Kfar Uria (, ) is a moshav in central Israel. Located near Beit Shemesh in the Shephelah. It falls under the jurisdiction of Mateh Yehuda Regional Council. In  it had a population of .

History
The village was first established in 1912 on land purchased by the Palestine Office (Palaestinaamt). It was named after the Arab village of Kafrûria, an "abandoned or sparsely populated" estate situated about half a kilometer west of the new settlement. These lands were to serve as an agricultural training place. Among the village's early founders and residents was A. D. Gordon.

According to a census conducted in 1922 by the British Mandate authorities, Kfar Uria had a population of 40 Jews. The census in 1931 recorded 10 Muslim inhabitants living in 2 houses.

In the 1929 Palestine riots Arab rioters from Jerusalem attacked Kfar Uria, with some local help, robbed and burned down the village. The inhabitants of the adjacent Arab villages for the most part were on good terms with the village's residents and many treated the moshav's association director, Baruch Yakimovsky, as their mukhtar (village chief). He was on amicable terms with mukhtars in surrounding villages. The farmers of the area, both Jews and Arabs, cooperated and defended each other against raiding nomadic Bedouin. 

Six Jewish families who had stayed behind were later smuggled out by the mukhtar of Beit Far via one of the ancient natural tunnels that crisscrosses the area. Yakimovsky managed, with the cooperation of some local mukhtars to work Kfar Uria's land for a few more years. In 1944, Jewish stonecutters from Kurdistan rebuilt the village on the ruins of the original site, around 1.5 km north-west Khirbat Ism Allah, but not on village land.
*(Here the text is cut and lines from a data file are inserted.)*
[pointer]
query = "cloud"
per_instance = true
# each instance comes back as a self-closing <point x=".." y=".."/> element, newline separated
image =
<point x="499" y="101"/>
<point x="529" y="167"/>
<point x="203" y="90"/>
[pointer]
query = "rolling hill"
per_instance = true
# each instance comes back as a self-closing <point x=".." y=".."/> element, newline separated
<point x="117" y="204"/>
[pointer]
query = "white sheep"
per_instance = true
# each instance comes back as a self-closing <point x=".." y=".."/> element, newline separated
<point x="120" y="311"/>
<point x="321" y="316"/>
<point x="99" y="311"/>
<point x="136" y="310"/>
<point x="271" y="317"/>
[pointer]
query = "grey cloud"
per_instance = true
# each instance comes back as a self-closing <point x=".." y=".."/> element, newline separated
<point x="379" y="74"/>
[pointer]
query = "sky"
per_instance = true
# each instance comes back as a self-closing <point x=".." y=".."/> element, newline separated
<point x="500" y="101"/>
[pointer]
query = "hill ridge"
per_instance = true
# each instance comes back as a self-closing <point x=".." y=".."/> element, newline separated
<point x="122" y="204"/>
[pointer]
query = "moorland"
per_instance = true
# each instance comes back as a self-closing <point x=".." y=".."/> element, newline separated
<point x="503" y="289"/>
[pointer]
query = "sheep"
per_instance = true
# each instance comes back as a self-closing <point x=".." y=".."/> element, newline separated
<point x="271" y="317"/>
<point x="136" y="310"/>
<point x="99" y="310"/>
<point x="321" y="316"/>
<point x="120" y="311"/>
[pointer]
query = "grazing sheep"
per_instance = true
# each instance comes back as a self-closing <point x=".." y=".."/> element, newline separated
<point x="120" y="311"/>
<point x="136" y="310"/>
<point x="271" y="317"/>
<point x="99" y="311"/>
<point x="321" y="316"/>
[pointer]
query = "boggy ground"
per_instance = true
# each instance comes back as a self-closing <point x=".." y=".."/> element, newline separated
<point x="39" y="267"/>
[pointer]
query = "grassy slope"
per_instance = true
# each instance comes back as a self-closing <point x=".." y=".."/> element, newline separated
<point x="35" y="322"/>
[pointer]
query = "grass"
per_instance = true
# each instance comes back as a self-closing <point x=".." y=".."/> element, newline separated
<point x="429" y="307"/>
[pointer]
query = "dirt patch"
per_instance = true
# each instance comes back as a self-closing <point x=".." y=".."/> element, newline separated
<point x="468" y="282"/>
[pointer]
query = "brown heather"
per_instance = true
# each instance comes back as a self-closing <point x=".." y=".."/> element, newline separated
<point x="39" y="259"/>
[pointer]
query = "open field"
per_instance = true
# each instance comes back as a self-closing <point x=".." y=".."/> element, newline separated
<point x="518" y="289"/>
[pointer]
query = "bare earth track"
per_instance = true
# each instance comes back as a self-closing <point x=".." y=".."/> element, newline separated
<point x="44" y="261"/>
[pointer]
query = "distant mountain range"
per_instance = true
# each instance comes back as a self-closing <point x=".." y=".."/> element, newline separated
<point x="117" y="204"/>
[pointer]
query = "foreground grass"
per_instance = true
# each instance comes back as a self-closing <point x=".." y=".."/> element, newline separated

The new village was attacked on 11 January 1948, but repelled by a combination of a Palmach force and an armoured British unit. Haganah guards murdered without provocation an Arab peasant couple near the village soon after, in February of that year. A third attempt to settle the area was undertaken in 1949, when a moshav was established on the site. The village name is similar to that of Khirbet Cafarorie, a ruin located south - west of the village, which had a rock-hewn winepress, a mosaic and burial caves. 

The village center features an old Khan, which once hosted the agricultural training workers, including A. D. Gordon. The Khan structure remains to this day at the heart of the community, but it requires renovations and therefore closed to visitors. 

Between 2009 and 2011 a new neighborhood was built and populated with 69 new houses and families.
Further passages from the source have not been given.